Oracle large data volume query actual analysis Oracle Database: just made a 50 million data extraction, the current table is still performing the insert operation, hundreds of data entries per minute. This table is partitioned by time and by month. There are no indexes. Currently, there are 14 fields, with an average of 30 bytes for each field.

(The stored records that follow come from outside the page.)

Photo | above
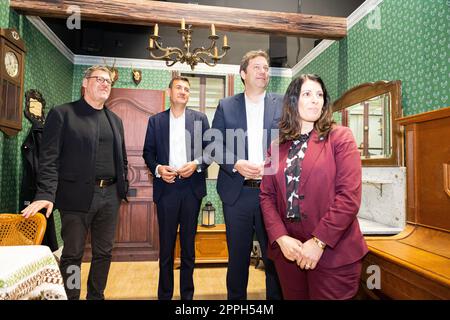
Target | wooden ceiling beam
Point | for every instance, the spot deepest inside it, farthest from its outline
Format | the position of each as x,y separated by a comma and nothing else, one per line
144,12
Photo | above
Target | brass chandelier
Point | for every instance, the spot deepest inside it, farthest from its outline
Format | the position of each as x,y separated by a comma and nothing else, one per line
210,56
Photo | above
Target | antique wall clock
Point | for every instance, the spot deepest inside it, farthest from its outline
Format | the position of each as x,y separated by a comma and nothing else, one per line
12,58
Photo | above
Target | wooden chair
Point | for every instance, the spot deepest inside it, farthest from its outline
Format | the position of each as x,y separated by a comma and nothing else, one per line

One partition test server for the current table partition from 201101 to 201512 every month: xeno 5650,32-core cpu, win2003 operating system, physical memory 16 GB; test tool plsql 1. Initial query:
string.Format(@"select * from (select r.id,r.carcode,r.longtitude,r.latitude,r.velocity,r.gpstime,r.isonline from t_gps_record r where id in( select min(id) from t_gps_record r where carcode='{0}' group by to_char(gpstime,'yyyy-MM-dd HH24:mi')) and carcode='{0}' and gpstime>(select nvl((select max(gpstime) from t_gps_carposition where carcode='{0}'),(select min(gpstime) from t_gps_record where carcode='{0}')) from dual) order by gpstime asc ) where rownum<=200 ", row["carcode"].ToString());
The query starts with 200 pieces of data as segments, with a query time of 2 minutes and 16 seconds. Then, 20 pieces of data are queried for 2 minutes and 14 seconds. It is basically irrelevant to the number of items. 2. Later I wrote the minimum time as fixed:
string.Format(@"select * from (select r.id,r.carcode,r.longtitude,r.latitude,r.velocity,r.gpstime,r.isonline from t_gps_record r where id in( select min(id) from t_gps_record r where carcode='{0}' group by to_char(gpstime,'yyyy-MM-dd HH24:mi')) and carcode='{0}' and gpstime>to_date('2011-11-1 00:00:00','yyyy-mm-dd HH24:mi:ss') order by gpstime asc ) where rownum<=200 ", row["carcode"].ToString());
The query time is 1 minute 34 seconds. 3. query without extra points
select r.id,r.carcode,r.longtitude,r.latitude,r.velocity,r.gpstime,r.isonline from t_gps_record r where id in( select min(id) from t_gps_record r group by carcode, to_char(gpstime,'yyyy-MM-dd HH24:mi')) and gpstime>=to_date('2011-11-1 9:00:00','yyyy-mm-dd HH24:mi:ss') and gpstime<=to_date('2011-11-1 9:59:59','yyyy-mm-dd HH24:mi:ss') order by gpstime asc
Query time: 3 minutes 29 seconds, 1426 entries in total 4. Add partition Query
select r.id,r.carcode,r.longtitude,r.latitude,r.velocity,r.gpstime,r.isonline from t_gps_record r where id in( select min(id) from t_gps_record partition(GPSHISTORY201111) r group by carcode, to_char(gpstime,'yyyy-MM-dd HH24:mi')) and gpstime>=to_date('2011-11-1 9:00:00','yyyy-mm-dd HH24:mi:ss') and gpstime<=to_date('2011-11-1 9:59:59','yyyy-mm-dd HH24:mi:ss') order by gpstime asc
Query after adding a partition: 17 s, a total of 1426 entries. Therefore, the query efficiency after adding a partition is improved by more than 10 times. Therefore, it is very important to create a partition table with a large amount of data.